Gatos também podem sofrer ansiedade por separação, diz estudo
O número de gatos vivendo em lares brasileiros cresce a cada ano. Pesquisa realizada pelo Instituto Pet Brasil (IPB) mostra que o número de gatos nas residências nacionais cresceu 8,1% entre 2013 e 2018.
A grande procura pelos felinos tem como uma das principais justificativas a facilidade que o pet teria em se adaptar à realidade moderna, na qual as famílias vivem em residências com menos espaço e passam mais tempo fora de casa (bom, pelo menos antes da pandemia).
De fato os gatos são animais com mais autonomia do que os cães, que em sua origem nasceram para viver em grupo, mas não dá pra achar que essa postura mais independente dos felinos nos dará o direito de não nos preocuparmos tanto com a solidão deles. Sim, gatos amam ter a sua individualidade, mas como bichinhos domesticáveis, sentem falta também de companhia e atenção.
Estudos da última década mostram que os gatos são mais suscetíveis a problemas relacionados à separação quando não têm acesso ao ar livre ou são deixados sozinhos em casa cinco a sete vezes por semana e mais de seis horas por dia. A pesquisa também apontou o sofrimento dos bichanos com a falta brinquedos, acesso a uma área maior da casa e companhia de outros animais.
E você, tem uma vida repleta de compromissos e não consegue parar em casa? Então, antes de adotar um pet, reflita se realmente tem condições de oferecer todo o suporte físico e emocional que o bichinho precisa, sem ter que delegar uma boa parte das obrigações para outra pessoa. Ser presente é muito importante para que você faça a vida do animal mais feliz, lembre-se que a adoção deve representar uma relação de troca de bons sentimentos para uma vida mais alegre para ambos.
Caso já tenha um gato dentro de casa, preocupe-se sempre em não passar longos períodos longe do peludinho. Ele pode sofrer calado na sua ausência, desenvolvendo até um quadro depressivo, assim como pode deixar algumas “marcas” para mostrar que não está lidando bem com a solidão – miados excessivos, comportamento destrutivo, xixi fora do lugar, além de temperamentos extremos: apatia ou agressividade.
Então, antes da situação chegar nessas condições, melhor não ficar tão ausente e garantir que o gatinho fique bem quando você não estiver por perto. Como fazer? Só lembrar do importantíssimo enriquecimento ambiental – oferecendo arranhadores, brinquedos, comedouros e tudo aquilo que o bichinho possa se divertir com segurança. Outra opção é ter uma casa com mais pets, lembrando que é necessário fazer a socialização e não delegar toda responsabilidade para que um bichano seja o único companheiro do outro.
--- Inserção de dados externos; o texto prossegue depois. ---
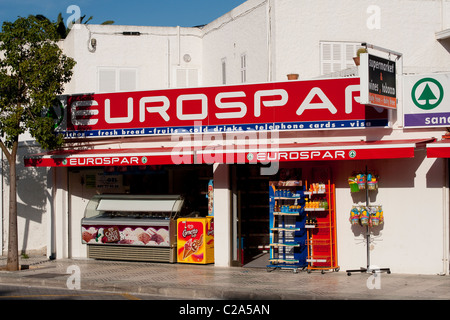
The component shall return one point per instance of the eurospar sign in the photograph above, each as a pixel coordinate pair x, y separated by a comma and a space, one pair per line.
281, 106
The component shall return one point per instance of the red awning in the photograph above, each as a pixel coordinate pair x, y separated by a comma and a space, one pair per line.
439, 149
110, 157
355, 150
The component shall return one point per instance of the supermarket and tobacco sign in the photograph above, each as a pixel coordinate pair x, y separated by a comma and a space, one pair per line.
378, 81
278, 106
426, 100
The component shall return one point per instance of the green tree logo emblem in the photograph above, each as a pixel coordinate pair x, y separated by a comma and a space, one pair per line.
427, 93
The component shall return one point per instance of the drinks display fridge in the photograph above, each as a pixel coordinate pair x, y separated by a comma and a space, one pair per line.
132, 227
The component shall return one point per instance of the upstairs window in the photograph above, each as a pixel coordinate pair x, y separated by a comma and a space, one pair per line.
337, 56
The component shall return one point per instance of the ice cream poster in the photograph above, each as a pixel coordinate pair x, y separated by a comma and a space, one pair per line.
127, 235
195, 240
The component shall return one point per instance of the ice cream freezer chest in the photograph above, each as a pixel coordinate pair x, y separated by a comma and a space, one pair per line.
126, 227
195, 240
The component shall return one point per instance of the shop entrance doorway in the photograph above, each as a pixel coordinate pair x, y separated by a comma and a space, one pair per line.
251, 215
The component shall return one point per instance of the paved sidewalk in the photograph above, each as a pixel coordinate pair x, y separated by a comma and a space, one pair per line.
184, 281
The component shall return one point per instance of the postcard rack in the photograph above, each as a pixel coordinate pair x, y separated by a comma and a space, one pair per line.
364, 186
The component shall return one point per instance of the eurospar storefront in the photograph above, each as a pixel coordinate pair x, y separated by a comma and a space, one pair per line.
218, 149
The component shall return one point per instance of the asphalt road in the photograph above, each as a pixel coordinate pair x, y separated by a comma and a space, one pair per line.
17, 292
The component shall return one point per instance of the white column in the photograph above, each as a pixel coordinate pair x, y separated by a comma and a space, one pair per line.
60, 213
222, 215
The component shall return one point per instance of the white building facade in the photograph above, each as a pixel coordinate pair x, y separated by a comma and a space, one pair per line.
263, 41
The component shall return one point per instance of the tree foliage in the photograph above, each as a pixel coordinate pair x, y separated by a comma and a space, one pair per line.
33, 71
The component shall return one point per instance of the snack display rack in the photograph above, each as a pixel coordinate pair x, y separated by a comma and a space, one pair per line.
367, 215
321, 225
287, 225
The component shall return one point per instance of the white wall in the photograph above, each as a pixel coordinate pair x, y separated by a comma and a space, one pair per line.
155, 54
406, 26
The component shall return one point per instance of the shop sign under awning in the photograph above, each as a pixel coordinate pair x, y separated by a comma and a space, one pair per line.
439, 149
355, 150
229, 154
110, 157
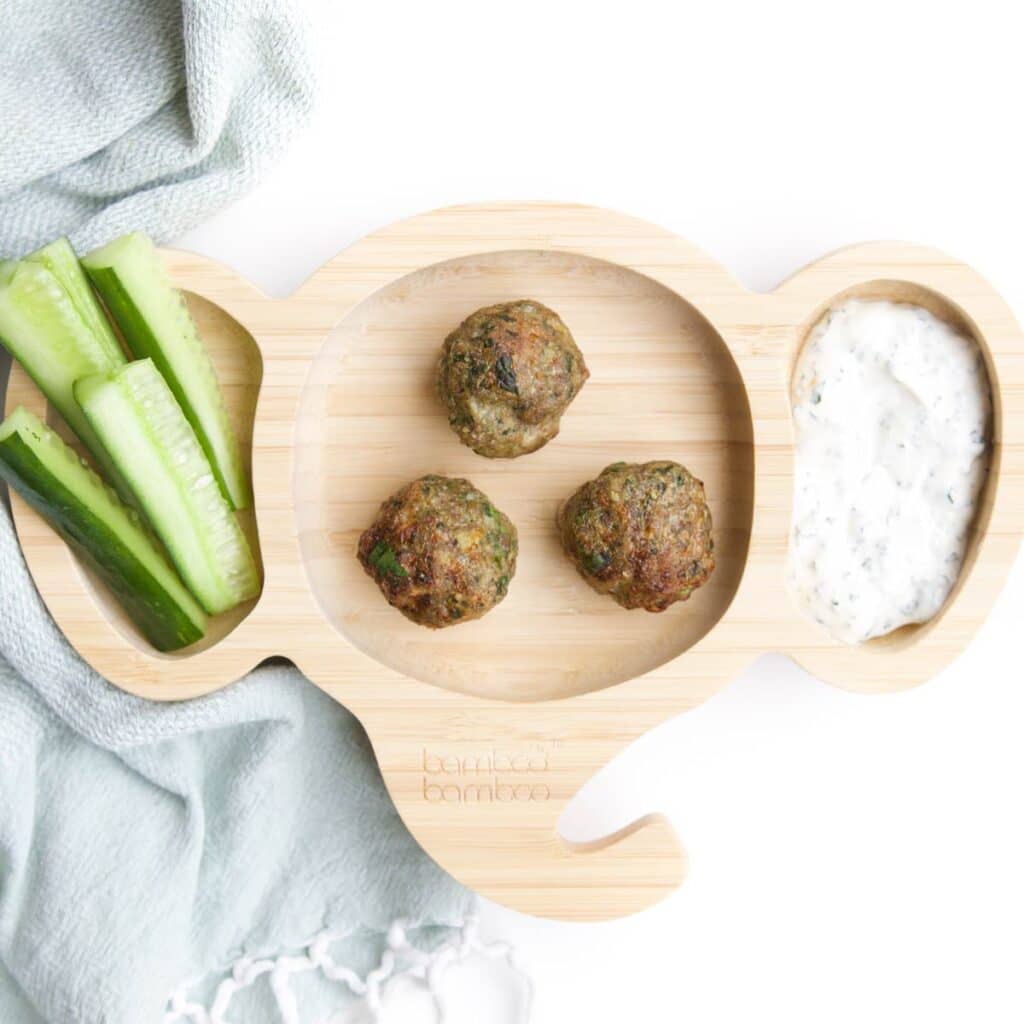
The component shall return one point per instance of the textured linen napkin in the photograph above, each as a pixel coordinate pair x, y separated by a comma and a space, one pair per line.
145, 848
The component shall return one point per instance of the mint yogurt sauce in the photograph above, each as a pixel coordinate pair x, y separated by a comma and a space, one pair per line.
892, 414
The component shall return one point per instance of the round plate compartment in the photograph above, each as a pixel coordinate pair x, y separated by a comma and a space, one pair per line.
663, 386
240, 370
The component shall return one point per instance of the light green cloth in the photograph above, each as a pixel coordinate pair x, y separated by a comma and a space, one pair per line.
142, 844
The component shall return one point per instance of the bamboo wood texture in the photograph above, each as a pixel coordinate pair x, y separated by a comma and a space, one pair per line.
485, 731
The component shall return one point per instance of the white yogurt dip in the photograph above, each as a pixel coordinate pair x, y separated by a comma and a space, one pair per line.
891, 410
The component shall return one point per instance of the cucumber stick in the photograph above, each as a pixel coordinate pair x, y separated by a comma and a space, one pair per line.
52, 325
104, 532
156, 324
138, 421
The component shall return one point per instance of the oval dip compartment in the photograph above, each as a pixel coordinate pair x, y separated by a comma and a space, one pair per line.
663, 385
240, 370
904, 294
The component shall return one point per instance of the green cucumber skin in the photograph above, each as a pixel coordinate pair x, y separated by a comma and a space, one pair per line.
142, 342
154, 610
28, 343
177, 517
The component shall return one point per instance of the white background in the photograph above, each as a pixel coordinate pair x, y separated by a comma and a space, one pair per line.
852, 858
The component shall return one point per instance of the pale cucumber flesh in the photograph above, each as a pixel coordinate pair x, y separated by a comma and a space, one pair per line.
42, 326
146, 435
156, 324
105, 534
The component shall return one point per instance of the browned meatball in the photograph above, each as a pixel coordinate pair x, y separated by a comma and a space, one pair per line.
440, 552
641, 534
507, 374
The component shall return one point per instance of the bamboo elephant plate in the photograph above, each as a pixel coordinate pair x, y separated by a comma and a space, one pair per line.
485, 731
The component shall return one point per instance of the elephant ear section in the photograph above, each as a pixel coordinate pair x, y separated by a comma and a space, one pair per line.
957, 296
229, 316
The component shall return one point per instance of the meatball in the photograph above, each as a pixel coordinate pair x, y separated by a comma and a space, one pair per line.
507, 374
440, 552
640, 534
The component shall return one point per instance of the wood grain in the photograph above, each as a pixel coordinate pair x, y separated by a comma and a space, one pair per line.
485, 731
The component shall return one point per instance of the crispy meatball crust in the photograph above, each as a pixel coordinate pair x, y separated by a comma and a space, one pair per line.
506, 375
440, 552
641, 534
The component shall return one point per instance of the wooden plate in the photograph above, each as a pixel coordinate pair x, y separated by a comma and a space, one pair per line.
484, 732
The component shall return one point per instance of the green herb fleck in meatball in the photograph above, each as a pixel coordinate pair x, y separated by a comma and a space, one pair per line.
506, 375
640, 534
440, 552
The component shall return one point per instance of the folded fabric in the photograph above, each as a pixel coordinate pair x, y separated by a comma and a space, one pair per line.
160, 858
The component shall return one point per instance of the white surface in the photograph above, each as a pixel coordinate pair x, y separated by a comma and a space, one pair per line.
852, 858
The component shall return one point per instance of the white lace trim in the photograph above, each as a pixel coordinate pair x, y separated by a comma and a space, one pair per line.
400, 958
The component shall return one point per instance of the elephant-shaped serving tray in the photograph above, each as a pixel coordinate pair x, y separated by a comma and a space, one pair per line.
484, 732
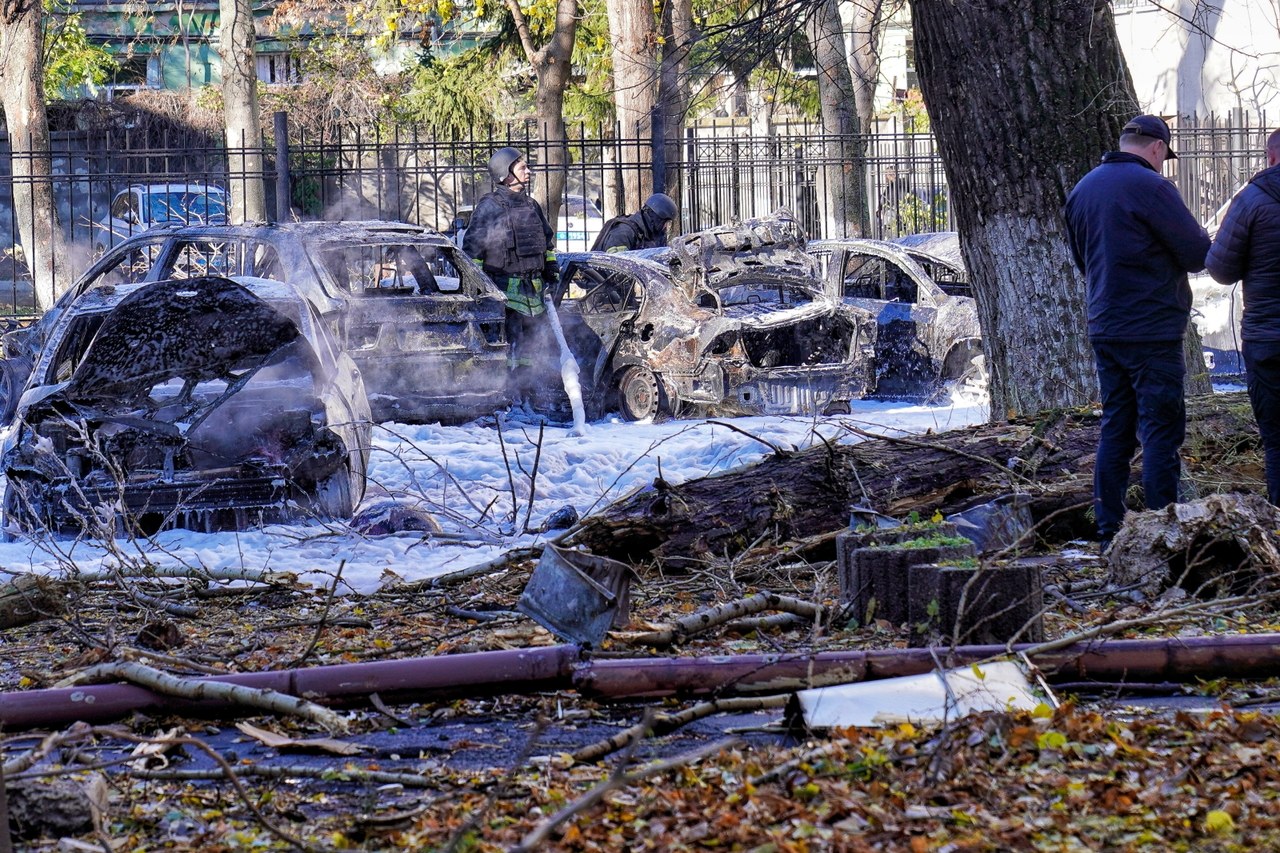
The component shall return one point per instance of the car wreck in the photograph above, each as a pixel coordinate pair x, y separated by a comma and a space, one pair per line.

Procure ajuda de um médico veterinário, especializado em comportamento animal, se por acaso o seu gato não estiver lidando bem nem mesmo com as suas pequenas saídas. Os problemas comportamentais e psicológicos seguem a mesma lógica das doenças físicas, quanto antes forem tratados, maiores são as chances de sucesso para voltar a ficar tudo bem.




Gostei muito dessa matéria. Parabéns!
Adotei minha gatinha no começo da quarentena e passamos o tempo todo juntas, mas em breve terei que voltar ao trabalho fora de casa. Tem alguma dica pra essa adaptação? Como fazer ela acostumar com a minha ausência durante algumas horas?
Obrigada!
Olá, Viviane
Essa matéria pode te ajudar a se preparar para voltar a trabalhar no escritório: https://www.petlove.com.br/dicas/como-ajudar-gato-quando-quarentena-acabar
🙂
A terapia floral é de grande ajuda nesses casos. Tenho atendido muitos gatos que tratados com essências florais melhoram o comportamento e principalmente, superam medos, stresse e ansiedade em boa medida. Fica a dica!
Tenho 3 gatinhas super agarradas comigo, e durante a pandemia ficaram ainda mais dengosas. Vou ter q viajar por 2 meses e tenho muita preocupação de como elas ficarão. Minha ajudante e meu marido são carinhosos com elas e elas gostam deles, mas não são tão apegadas como são comigo. Como devo prepará-las para tão longo tempo?
Olá, Soraya
Esse post vai te ajudar bastante: https://www.petlove.com.br/dicas/gatos-ansiedade-separacao-estudo
abs!
Minha gata ja arrancou todo pelo da barriga de tanto lamber. Fico com ela dia todo, brinco com ela, saio com ela no quintal que é enorme gramado,mais as vezes ela não quer ir nem sair do quarto. Não gosta de Sol desde que nasceu, e não tem comportamentos de gato de subir nas coisas. E a única brincadeira que ela gosta é de correr. Também esta ganhando muito peso apesar da ração dela que era pra render 3 meses durar 5. Não sei que acontece com ela nem a veterinária. Ela também tem um tamanho anormal para um gato simples. Mais ela é feliz sim ,só que somente comigo. Só come se eu a agradar, ate xixi e cocô somente se eu estiver com ela.
Olá, Elisabete
Melhor deixar que um médico veterinário possa avaliar sua gatinha. Arrancar os pelos do corpo e ficar dependente de você não são bons sinais.
abs!
Gostei muito da matéria!
E posso afirmar que tudo nela contido é bem real. Amo os animais em geral, tenho 10 gatos e crio gatos a mais de 15 anos, para mim e meu marido, eles não são animais de estimação, mas sim filhos, da familia mesmo!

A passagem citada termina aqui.